Retour à la position historique

En réalité, le bonne harmonie diplomatique entre l’Espagne et les pays du monde arabe et musulmann’est pas nouveau. Ils constituent le « quartier sud » de notre pays. Une source de problèmes (notamment en raison du Sahara occidental et du conflit entre l’Algérie et le Maroc ou des flux migratoires), mais aussi d’affaires et d’investissements. Les bonnes relations de la maison royale espagnole avec les monarchies arabes, en particulier avec le roi émérite Juan Carlos Ier, ont permis de conclure des accords clés, tels que le mégaprojet Ave to Mecca. Aujourd’hui, de grands mouvements d’investissement ont lieu, comme le rachat d’une partie de Telefónica par le fonds souverain saoudien.
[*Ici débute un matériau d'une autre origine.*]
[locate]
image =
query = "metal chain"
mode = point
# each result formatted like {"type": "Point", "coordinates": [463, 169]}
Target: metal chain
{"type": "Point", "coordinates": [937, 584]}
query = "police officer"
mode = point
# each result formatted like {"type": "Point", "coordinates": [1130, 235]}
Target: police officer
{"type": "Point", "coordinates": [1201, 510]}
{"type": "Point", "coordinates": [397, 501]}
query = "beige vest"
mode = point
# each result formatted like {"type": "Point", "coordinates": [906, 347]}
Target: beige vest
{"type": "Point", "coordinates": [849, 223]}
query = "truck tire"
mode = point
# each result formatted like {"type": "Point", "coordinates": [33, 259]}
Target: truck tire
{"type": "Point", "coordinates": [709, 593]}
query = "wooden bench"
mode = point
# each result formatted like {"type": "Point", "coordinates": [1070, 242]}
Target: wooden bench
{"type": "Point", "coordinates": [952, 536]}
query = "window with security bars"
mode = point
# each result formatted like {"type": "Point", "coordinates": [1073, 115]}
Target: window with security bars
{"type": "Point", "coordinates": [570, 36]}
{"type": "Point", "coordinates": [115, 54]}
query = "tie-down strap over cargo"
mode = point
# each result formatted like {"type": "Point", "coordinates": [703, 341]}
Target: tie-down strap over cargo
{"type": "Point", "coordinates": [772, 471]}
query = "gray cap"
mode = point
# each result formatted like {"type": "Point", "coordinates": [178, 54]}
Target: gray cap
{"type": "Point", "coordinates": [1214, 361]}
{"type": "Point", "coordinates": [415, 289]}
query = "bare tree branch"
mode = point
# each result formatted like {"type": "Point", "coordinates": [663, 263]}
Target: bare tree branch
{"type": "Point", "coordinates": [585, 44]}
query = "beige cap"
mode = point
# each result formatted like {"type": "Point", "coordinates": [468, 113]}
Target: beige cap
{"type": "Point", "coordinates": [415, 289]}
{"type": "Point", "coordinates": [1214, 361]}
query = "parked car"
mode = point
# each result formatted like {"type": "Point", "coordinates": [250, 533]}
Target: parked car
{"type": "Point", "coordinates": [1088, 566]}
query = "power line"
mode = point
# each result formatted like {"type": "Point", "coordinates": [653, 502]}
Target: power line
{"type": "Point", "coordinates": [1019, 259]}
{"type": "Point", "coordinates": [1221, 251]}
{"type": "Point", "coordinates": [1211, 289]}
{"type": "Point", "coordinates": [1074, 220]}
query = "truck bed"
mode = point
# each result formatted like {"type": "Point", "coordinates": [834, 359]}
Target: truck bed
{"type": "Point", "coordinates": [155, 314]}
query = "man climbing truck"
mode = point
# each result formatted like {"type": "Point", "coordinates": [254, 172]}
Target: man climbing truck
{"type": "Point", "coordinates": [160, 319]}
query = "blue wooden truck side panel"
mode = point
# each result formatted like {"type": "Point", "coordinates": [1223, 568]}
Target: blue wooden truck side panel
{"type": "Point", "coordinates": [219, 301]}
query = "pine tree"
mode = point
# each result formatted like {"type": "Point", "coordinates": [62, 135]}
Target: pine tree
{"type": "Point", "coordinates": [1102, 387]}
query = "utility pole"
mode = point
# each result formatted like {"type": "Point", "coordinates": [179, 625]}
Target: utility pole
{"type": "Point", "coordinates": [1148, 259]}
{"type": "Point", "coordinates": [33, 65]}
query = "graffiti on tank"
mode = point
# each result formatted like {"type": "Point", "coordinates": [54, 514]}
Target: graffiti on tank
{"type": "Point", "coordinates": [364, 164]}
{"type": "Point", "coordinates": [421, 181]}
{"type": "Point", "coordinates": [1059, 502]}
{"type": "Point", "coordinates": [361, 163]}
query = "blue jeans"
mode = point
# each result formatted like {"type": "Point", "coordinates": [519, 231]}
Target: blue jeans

« C’est un retour à la normale. La tradition de la politique étrangère espagnole est d’entretenir des relations chaleureuses avec les pays arabes et musulmans. depuis Franco, qui voulait sortir de l’isolement international et obtenir le soutien des Nations Unies », déclare Soler. « Même le président José María Aznar était très différent de ce que nous voyons aujourd’hui. Il a pris la parole à la Ligue arabe à Beyrouth en 2002, il a rencontré Yasser Arafat, le dirigeant libyen Mouammar Kadhafi lui a offert un cheval en 2003 lors d’une visite à Tripoli… »

Le leader alors populaire Il a même inauguré un aéroport à Gaza pfinancé en grande partie avec de l’argent espagnol, qui a ensuite été bombardé par Israël et a complètement explosé lors de cette nouvelle offensive sur la bande de Gaza. Une politique très similaire a été suivie par Felipe González dans les années 1990, qui a accueilli un sommet clé pour la paix au Moyen-Orient à Madrid en 1991.

Puis survint la guerre en Irak en 2003. Aznar décidé de promouvoir les relations avec les États-Unis et a soutenu l’invasion lancée par George W. Bush sous le faux prétexte qu’il existait des armes de destruction massive. Les relations de l’Espagne avec les pays arabes et musulmans ont souffert jusqu’à ce que José Luis Rodríguez Zapatero retire ses troupes d’Irak et lance l’Alliance des civilisations.